Submitted to: HortScience
Publication Type: Abstract Only
Publication Acceptance Date: July 20, 2005
Publication Date: July 20, 2005
Citation: Boches, P., Rowland, L.J., Hummer, K.E., Bassil, N.V. 2005. Microsatellite markers developed from 'bluecrop' reveal polymorphisms in the genus vaccinium and are suitable for cultivar fingerprinting [abstract]. Hortscience. 40(4):1122. Interpretive Summary: The United States Department of Agriculture (USDA) - Agricultural Research Service (ARS) - National Clonal Germplasm Repository (NCGR) a genebank in Corvallis, Oregon, preserves more than 1500 types of blueberries, representing 68 species originating from 34 countries. This study is part of an ongoing effort by the NCGR to develop DNA marker tools to identify blueberries and to study the history of these species. Of 94 potential markers, 45 were classified according to their usefulness to distinguish 12 species. Thirty of these markers can distinguish between 72 commercial kinds of blueberry. These tools can verify the identity of blueberries in the NCGR collection and develop characteristic 'fingerprints' for each type.
Technical Abstract: Microsatellite markers for blueberry (Vaccinium L.) were created from a pre-existing blueberry expressed sequence tag (EST) library of 1,305 sequences and a microsatellite-enriched genomic library of 136 clones.
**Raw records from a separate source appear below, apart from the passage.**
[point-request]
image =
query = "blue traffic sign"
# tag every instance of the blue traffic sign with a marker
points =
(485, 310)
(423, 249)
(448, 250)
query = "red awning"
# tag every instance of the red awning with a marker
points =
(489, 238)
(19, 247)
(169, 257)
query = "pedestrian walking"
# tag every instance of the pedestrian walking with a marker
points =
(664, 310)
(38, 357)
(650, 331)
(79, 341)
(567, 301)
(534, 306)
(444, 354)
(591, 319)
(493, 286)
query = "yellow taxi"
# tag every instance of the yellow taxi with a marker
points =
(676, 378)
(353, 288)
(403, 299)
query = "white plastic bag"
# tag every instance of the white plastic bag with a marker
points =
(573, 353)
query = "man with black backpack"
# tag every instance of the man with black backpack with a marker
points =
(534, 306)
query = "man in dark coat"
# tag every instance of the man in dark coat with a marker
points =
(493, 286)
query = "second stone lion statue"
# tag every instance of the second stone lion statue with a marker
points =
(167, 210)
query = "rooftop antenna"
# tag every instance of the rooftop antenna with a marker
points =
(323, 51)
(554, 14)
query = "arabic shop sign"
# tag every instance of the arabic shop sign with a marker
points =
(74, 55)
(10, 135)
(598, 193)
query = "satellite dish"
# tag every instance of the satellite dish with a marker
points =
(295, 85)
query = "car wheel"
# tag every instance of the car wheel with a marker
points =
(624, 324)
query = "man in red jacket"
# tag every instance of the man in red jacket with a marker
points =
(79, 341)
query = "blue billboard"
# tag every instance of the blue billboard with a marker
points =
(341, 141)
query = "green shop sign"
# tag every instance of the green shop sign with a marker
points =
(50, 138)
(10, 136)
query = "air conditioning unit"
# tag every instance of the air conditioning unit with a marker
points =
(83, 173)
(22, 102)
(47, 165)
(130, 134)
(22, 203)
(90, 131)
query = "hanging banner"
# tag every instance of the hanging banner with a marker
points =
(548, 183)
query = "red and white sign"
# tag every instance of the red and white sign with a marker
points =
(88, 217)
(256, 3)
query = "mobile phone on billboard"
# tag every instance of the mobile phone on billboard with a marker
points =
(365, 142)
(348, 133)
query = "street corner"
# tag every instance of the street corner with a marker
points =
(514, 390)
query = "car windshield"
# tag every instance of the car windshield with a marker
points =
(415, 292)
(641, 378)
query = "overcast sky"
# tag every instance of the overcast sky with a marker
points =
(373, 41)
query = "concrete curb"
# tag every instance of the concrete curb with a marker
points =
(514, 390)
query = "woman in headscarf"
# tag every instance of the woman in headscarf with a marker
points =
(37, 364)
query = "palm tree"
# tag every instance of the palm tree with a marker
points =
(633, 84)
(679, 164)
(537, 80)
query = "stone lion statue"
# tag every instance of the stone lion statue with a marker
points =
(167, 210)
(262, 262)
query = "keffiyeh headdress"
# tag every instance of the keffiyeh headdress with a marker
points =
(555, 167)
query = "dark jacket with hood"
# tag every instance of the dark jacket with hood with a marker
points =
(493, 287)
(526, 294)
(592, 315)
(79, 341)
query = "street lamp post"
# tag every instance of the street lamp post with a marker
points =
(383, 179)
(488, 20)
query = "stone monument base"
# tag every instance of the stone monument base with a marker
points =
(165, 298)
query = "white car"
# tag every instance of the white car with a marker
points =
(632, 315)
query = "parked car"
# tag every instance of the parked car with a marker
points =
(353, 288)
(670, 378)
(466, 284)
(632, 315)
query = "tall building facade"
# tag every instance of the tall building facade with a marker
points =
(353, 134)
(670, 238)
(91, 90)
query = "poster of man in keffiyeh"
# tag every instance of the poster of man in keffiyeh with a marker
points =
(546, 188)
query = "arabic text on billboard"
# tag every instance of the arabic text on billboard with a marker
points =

Microsatellite primers for 65 EST-containing simple sequence repeats (SSRs) and 29 genomic SSR were initially tested for amplification and polymorphism on agarose gels. Potential usefulness of these SSRs for estimating species relationships in the genus was assessed through cross-species transference of 45 SSR loci and cluster analysis using genetic distance values from 5 highly polymorphic EST-SSR loci. Cross-species amplification for 45 SSR loci ranged from 17 to 100% and was 83% on average in nine sections. Cluster analysis of 59 Vaccinium species based on genetic distance measures obtained from 5 EST-SSR loci supported the concept of V. elliotii Chapm. as a genetically distinct diploid highbush species and indicated that V. ashei Reade is of hybrid origin. Twenty EST-SSR and 10 genomic microsatellite loci were used to determine genetic diversity in 72 tetraploid V. corymbosum L. accessions consisting mostly of common cultivars. Unique fingerprints were obtained for all accessions analyzed. Genetic relationships based on microsatellites corresponded well with known pedigree information. Most modern cultivars clustered closely together, but southern highbush and northern highbush cultivars were sufficiently differentiated to form distinct clusters. Future use of microsatellites in Vaccinium will help resolve species relationships in the genus, estimate genetic diversity in the National Clonal Germplasm Repository (NCGR) collection, and confirm the identity of clonal germplasm accessions.